Отпевание должно было вот-вот начаться. Вокруг гроба крестообразно горели свечи: одна у головы, одна – у ног и две – с обеих сторон, – а сам Иван Андреевич, почти утопающий в белых цветах, уже находился как будто в раю. Таня вспомнила, как няня много раз говорила ей, что цветочки – это и есть остатки рая на земле. Белизна лепестков и бутонов усиливала спокойное и почти даже веселое выражение, которое было на лице Ивана Андреевича. Он выглядел юношей и казался не мужем Таниной матери, а ее, может быть, старшим сыном или, напротив того, младшим братом. Никаких определенных физических черт, как у живых и даже у большинства умерших, не было на этом лице.
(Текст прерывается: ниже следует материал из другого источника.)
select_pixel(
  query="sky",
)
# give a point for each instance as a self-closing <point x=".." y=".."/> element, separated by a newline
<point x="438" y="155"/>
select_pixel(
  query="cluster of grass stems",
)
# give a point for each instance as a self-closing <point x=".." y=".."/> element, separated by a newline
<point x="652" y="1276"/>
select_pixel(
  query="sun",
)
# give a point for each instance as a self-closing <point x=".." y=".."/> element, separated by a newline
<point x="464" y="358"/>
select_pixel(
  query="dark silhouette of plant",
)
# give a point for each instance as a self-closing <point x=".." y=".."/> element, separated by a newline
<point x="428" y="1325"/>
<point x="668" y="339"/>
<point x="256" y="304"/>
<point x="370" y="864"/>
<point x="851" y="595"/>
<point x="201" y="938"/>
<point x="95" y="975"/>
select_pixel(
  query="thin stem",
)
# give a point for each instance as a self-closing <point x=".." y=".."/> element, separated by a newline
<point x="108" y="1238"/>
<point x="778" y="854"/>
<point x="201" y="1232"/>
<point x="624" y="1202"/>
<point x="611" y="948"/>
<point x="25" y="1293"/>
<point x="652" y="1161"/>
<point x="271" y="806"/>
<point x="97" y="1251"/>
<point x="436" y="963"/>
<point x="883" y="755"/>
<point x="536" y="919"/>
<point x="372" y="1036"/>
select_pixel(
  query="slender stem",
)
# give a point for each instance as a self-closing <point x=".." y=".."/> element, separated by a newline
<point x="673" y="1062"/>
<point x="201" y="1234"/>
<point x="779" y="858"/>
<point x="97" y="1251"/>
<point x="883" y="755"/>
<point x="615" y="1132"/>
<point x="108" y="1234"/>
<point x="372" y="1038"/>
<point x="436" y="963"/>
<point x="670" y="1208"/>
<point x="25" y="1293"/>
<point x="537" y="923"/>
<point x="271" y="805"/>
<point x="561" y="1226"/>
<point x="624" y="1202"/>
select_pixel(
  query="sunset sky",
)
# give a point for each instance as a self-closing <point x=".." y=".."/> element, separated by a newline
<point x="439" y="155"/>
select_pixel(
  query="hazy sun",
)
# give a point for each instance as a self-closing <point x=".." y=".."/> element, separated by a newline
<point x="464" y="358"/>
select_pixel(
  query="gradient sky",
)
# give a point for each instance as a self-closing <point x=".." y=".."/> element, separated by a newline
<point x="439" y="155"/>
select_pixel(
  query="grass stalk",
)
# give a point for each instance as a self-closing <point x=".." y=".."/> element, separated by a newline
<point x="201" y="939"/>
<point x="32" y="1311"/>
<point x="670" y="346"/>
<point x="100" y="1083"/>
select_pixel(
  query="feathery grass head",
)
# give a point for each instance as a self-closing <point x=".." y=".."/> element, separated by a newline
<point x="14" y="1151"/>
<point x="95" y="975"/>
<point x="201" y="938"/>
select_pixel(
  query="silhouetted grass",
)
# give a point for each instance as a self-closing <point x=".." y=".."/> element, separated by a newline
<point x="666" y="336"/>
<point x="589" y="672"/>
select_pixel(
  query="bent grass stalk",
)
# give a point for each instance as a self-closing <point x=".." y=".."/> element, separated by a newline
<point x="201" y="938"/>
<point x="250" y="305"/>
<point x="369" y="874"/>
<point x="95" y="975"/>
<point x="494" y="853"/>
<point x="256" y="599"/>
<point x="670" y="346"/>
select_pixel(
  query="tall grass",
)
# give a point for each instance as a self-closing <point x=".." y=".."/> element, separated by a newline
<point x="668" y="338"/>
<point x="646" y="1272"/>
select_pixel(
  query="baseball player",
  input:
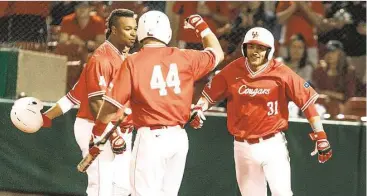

Там, где полагалось находиться носу, конечно же, тоже был нос, а там, где глазам, тоже были глаза – но только «общие», неважно чьи глаза, и «общий», неважно чей нос, потому что простое, худое лицо Ивана Андреевича было поглощено не тем, что при жизни отличало его от других людей, а тем, что теперь открывалось ему и никак не зависело ни от тела, принесенного в церковь для прощания и оплакивания, ни от лица, вокруг которого остатками своего чудесного запаха еще дышали цветы, умершие тоже недавно, на пару дней позже Ивана Андреевича.
Таня понимала, что этот человек разрушил ей жизнь, уведя ее мать, но сейчас, глядя на него сквозь туман уже привычных слез, она чувствовала покой и – стыдно сказать – почти радость. Она не тому радовалась, что его нет больше и мать навсегда останется с ней, а тому, что этот человек, впервые увиденный ею теперь, оказался не только не отталкивающим, как она думала раньше, когда ненавидела его, но ясным, простым, простодушным, а главное, всем всё легко уступившим.